Her daughter, Orpa Mavutana, with whom Mphephu lived in another section of the village, received a panicked phone call from her family. They told her they had already called the ambulance services, and had been assured an ambulance would be on its way. Orpa rushed to her brother’s home to be with her mother.
“My mother was just lying there, and we kept calling the ambulance,” Orpa remembers.
Two hours passed, and the ambulance still hadn’t arrived. The desperate family managed to arrange for a car, and they drove Mphephu to the Mariveni Clinic. But Mphephu was declared dead on arrival.
“I’m sad and angry. Maybe if the ambulance had come on time, my mother would have had a chance,” says Orpa.
The family say no post-mortem was conducted, and they do not know the actual cause of her death. The death certificate bears the umbrella phrase of “natural causes”. Four months later, the family has not had an explanation, apology, or even a conversation about why the ambulance service failed Mphephu Mavutana and her family.
Orpa and her family have not taken up these issues with the clinic, the emergency services or the Department of Health, because they believe it would be pointless.
“I have to accept that she is gone, but we don’t know what happened to her and why she died.
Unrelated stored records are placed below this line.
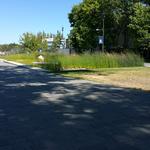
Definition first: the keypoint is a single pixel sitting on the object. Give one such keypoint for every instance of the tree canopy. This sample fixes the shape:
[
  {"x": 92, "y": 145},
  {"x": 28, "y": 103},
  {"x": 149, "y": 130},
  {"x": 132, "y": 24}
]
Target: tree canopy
[{"x": 122, "y": 19}]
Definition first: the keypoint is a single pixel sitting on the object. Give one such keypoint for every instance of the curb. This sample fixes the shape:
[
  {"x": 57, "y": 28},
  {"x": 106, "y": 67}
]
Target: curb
[{"x": 23, "y": 65}]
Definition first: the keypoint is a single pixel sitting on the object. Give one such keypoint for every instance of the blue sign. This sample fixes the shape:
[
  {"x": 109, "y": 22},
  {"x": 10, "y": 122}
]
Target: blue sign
[{"x": 101, "y": 40}]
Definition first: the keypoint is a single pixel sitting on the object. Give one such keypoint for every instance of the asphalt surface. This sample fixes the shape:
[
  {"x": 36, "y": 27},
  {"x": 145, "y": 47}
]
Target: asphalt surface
[{"x": 41, "y": 111}]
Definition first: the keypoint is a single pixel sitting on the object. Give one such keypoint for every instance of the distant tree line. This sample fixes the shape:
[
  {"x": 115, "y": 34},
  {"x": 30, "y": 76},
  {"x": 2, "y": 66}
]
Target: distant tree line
[
  {"x": 127, "y": 25},
  {"x": 33, "y": 42},
  {"x": 9, "y": 47}
]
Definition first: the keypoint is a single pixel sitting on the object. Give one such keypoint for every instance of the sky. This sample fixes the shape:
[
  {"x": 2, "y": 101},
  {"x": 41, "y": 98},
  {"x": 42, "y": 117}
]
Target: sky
[{"x": 20, "y": 16}]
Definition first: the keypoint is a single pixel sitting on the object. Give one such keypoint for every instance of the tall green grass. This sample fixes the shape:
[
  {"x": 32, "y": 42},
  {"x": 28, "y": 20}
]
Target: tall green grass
[
  {"x": 22, "y": 58},
  {"x": 57, "y": 62},
  {"x": 96, "y": 60}
]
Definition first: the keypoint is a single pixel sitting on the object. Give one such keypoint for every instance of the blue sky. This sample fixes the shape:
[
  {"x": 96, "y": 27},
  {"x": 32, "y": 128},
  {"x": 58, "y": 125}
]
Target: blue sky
[{"x": 19, "y": 16}]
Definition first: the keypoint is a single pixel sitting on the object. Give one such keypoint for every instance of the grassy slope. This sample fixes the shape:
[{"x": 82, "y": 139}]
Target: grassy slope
[{"x": 137, "y": 77}]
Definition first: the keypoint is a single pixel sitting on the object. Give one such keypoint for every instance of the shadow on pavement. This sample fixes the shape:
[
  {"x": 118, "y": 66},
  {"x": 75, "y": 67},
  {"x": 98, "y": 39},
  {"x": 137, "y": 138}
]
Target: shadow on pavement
[{"x": 40, "y": 111}]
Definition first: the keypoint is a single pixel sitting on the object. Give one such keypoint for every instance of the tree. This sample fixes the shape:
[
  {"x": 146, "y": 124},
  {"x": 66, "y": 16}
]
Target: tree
[
  {"x": 56, "y": 42},
  {"x": 33, "y": 42},
  {"x": 87, "y": 16},
  {"x": 140, "y": 26}
]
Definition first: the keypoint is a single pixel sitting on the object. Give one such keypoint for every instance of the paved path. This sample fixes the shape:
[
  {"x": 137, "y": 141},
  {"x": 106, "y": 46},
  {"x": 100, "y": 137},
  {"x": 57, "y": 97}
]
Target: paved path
[{"x": 40, "y": 111}]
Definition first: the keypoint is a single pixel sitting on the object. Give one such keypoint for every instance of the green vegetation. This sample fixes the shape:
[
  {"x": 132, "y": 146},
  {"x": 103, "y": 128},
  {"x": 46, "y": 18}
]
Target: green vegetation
[
  {"x": 22, "y": 58},
  {"x": 127, "y": 24},
  {"x": 57, "y": 62},
  {"x": 94, "y": 61}
]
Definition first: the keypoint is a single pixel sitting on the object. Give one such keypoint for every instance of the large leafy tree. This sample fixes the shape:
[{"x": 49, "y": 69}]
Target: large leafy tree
[
  {"x": 32, "y": 42},
  {"x": 140, "y": 25},
  {"x": 87, "y": 16}
]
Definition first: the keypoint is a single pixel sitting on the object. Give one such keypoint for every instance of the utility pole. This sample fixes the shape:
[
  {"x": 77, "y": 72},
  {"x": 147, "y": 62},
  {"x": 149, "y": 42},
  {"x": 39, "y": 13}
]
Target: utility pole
[{"x": 103, "y": 44}]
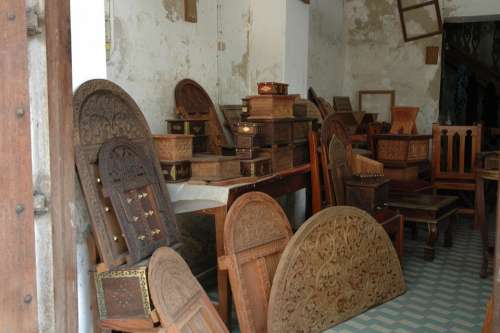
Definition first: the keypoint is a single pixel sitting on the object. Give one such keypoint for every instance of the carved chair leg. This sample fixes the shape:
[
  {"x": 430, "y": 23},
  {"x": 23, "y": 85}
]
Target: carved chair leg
[{"x": 432, "y": 235}]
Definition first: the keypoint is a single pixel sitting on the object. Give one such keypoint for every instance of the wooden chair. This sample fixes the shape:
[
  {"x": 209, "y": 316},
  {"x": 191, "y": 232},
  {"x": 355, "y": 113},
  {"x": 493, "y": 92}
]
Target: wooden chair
[
  {"x": 454, "y": 158},
  {"x": 256, "y": 233}
]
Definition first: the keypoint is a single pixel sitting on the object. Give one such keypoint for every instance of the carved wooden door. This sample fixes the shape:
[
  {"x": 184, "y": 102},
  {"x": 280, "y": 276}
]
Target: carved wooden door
[
  {"x": 103, "y": 111},
  {"x": 255, "y": 234},
  {"x": 180, "y": 301},
  {"x": 339, "y": 264},
  {"x": 129, "y": 181},
  {"x": 193, "y": 102}
]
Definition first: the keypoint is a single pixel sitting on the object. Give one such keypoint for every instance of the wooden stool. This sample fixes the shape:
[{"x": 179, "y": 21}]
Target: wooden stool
[{"x": 433, "y": 210}]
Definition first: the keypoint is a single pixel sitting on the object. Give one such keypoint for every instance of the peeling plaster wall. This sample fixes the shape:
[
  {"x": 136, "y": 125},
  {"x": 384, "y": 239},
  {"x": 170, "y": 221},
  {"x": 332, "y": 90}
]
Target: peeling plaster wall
[
  {"x": 326, "y": 47},
  {"x": 153, "y": 48}
]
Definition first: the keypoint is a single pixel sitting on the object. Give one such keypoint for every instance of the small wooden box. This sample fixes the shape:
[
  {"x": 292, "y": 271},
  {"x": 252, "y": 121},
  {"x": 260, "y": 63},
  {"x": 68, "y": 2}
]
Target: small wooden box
[
  {"x": 215, "y": 167},
  {"x": 180, "y": 126},
  {"x": 174, "y": 147},
  {"x": 123, "y": 293},
  {"x": 247, "y": 154},
  {"x": 367, "y": 193},
  {"x": 200, "y": 144},
  {"x": 301, "y": 128},
  {"x": 301, "y": 153},
  {"x": 271, "y": 106},
  {"x": 281, "y": 156},
  {"x": 272, "y": 88},
  {"x": 176, "y": 171},
  {"x": 257, "y": 167},
  {"x": 402, "y": 148},
  {"x": 248, "y": 141}
]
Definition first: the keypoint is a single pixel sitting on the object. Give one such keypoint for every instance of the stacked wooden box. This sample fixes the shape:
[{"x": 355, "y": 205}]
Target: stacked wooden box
[{"x": 272, "y": 131}]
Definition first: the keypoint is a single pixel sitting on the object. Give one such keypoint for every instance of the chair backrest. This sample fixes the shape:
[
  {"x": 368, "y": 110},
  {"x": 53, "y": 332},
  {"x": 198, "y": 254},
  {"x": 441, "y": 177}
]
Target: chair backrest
[
  {"x": 404, "y": 120},
  {"x": 255, "y": 235},
  {"x": 454, "y": 151},
  {"x": 339, "y": 264},
  {"x": 181, "y": 303}
]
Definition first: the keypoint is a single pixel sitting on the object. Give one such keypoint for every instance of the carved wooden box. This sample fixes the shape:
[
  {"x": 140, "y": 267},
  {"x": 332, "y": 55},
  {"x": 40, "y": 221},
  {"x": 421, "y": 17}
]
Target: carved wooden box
[
  {"x": 248, "y": 141},
  {"x": 276, "y": 131},
  {"x": 176, "y": 171},
  {"x": 257, "y": 167},
  {"x": 247, "y": 154},
  {"x": 301, "y": 153},
  {"x": 200, "y": 144},
  {"x": 367, "y": 193},
  {"x": 281, "y": 156},
  {"x": 215, "y": 167},
  {"x": 192, "y": 127},
  {"x": 271, "y": 106},
  {"x": 272, "y": 88},
  {"x": 402, "y": 148},
  {"x": 123, "y": 293},
  {"x": 174, "y": 147}
]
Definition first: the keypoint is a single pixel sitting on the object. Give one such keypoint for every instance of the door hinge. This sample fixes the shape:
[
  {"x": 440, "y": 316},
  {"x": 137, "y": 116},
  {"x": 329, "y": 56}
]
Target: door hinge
[
  {"x": 40, "y": 204},
  {"x": 34, "y": 20}
]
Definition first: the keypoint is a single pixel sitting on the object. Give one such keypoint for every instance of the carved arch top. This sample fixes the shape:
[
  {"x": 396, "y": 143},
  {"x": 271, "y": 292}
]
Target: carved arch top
[
  {"x": 102, "y": 111},
  {"x": 339, "y": 264}
]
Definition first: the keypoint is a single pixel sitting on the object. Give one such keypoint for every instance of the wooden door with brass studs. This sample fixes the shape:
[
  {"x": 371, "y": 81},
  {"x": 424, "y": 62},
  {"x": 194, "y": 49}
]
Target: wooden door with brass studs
[
  {"x": 256, "y": 233},
  {"x": 181, "y": 303},
  {"x": 129, "y": 181}
]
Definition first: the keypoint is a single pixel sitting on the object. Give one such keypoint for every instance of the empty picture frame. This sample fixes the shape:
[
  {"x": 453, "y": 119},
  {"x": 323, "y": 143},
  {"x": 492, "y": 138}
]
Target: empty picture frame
[
  {"x": 420, "y": 18},
  {"x": 391, "y": 99}
]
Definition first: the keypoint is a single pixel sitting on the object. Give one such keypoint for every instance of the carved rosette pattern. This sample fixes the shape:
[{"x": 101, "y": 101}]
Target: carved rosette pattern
[{"x": 339, "y": 264}]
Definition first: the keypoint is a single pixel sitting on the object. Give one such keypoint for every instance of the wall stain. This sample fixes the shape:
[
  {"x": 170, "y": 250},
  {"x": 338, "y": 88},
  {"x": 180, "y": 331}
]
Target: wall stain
[{"x": 174, "y": 8}]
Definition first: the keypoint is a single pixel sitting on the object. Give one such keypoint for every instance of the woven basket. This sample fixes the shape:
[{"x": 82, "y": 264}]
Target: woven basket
[{"x": 174, "y": 147}]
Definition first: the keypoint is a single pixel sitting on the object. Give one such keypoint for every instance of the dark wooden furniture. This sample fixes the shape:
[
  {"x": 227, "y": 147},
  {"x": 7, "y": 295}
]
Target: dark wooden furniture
[
  {"x": 487, "y": 169},
  {"x": 454, "y": 158},
  {"x": 192, "y": 102},
  {"x": 255, "y": 235},
  {"x": 310, "y": 293},
  {"x": 433, "y": 211}
]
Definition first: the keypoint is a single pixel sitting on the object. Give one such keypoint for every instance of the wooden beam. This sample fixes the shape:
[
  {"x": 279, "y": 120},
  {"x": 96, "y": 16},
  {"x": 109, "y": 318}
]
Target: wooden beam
[
  {"x": 18, "y": 306},
  {"x": 62, "y": 163}
]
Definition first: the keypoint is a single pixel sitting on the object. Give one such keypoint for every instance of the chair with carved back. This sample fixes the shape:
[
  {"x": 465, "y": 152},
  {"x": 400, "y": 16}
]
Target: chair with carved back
[
  {"x": 256, "y": 233},
  {"x": 454, "y": 158}
]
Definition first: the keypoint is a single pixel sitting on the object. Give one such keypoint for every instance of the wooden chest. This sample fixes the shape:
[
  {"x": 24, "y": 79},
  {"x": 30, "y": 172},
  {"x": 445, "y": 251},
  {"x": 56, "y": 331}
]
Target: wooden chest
[
  {"x": 271, "y": 106},
  {"x": 200, "y": 144},
  {"x": 276, "y": 131},
  {"x": 215, "y": 167},
  {"x": 123, "y": 293},
  {"x": 257, "y": 167},
  {"x": 174, "y": 147},
  {"x": 272, "y": 88},
  {"x": 402, "y": 148},
  {"x": 176, "y": 171},
  {"x": 248, "y": 141},
  {"x": 367, "y": 193},
  {"x": 301, "y": 153},
  {"x": 281, "y": 156},
  {"x": 180, "y": 126},
  {"x": 247, "y": 154}
]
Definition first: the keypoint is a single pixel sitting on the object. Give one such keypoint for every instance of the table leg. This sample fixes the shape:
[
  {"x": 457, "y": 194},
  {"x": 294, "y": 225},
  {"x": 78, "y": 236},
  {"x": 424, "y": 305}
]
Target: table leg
[
  {"x": 448, "y": 231},
  {"x": 432, "y": 234},
  {"x": 222, "y": 276}
]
She wasn’t on any medicine, and she never complained about being sick or anything.
“I miss her a lot. The vegetables she planted in this garden were growing so nicely. She really looked after them … but now that my mother’s gone, there’s nothing,” says Orpa.
Healthcare system fails sis Anna
The midday April sun pushes up the mercury, but Please Baloyi is wrapped in a puffer jacket, squinting against the sharp rays that seek out his front yard. He manages a friendly greeting, but his smile is fleeting.
Baloyi’s health hasn’t been good; his voice is raspy, and he speaks slowly. He’s in mourning, too. He has been a widower for only five weeks. On 5 March his wife, Anna Maluleke, became another victim of a healthcare system that is failing residents of Limpopo province.
Baloyi says he wants to talk about what happened that day, because he’s hurt and angry that his wife died without adequate medical help. Her death and the reasons for it have been marked by apathy, lack of communication and information, and very little common decency or dignity.
Both Baloyi and his wife had been undergoing antiretroviral treatment and were receiving home visits from their care worker Anna Chauke, who is also a family friend.
“She was weak, she was not talking, and she was very still,” he remembers of the day she became ill. When he found his wife in that state that morning, he turned first to Chauke, asking her to come over and see if she could help.
Chauke had been with the family the day before, and couldn’t believe what she was hearing.
“She was fine the day before. We were talking and laughing. She was sick, but she dressed herself and was eating by herself,” Chauke remembers.
When Chauke heard how serious Maluleke’s condition was, she told Baloyi it would be best to get her to the clinic immediately. However, she pointed out that only one ambulance, based at Nkensani Hospital, serviced their entire district in Giyani. She said they would be better off finding a private car to take Maluleke to the clinic. The family found their way to the clinic, where they met up with Chauke.
“We rushed into the clinic, and the nursing sisters were having a meeting. The had to cancel their meeting to try to help Sis Anna, but the oxygen they gave her wasn’t working, and the nursing sisters said they had been complaining for weeks that the oxygen supply system was broken,” says Chauke.
She continues: “The nurses kept calling for an ambulance, every 30 minutes, and they were told that there were still three other people waiting. They put Sis Anna on a drip, but by the time they put a second drip on, she was not there anymore. I could see that her nails were going black. Then, at just past 1pm, she died.”
The ambulance never arrived. Nearly five hours had passed from when the first call was made.
Chauke says: “I feel sad. Maybe if the ambulance had arrived early, Sis Anna would still be here.”
Baloyi says that although his wife, like him, was ill, she took care of him and of her two teenage sons. Now, he says: “I’m all alone.”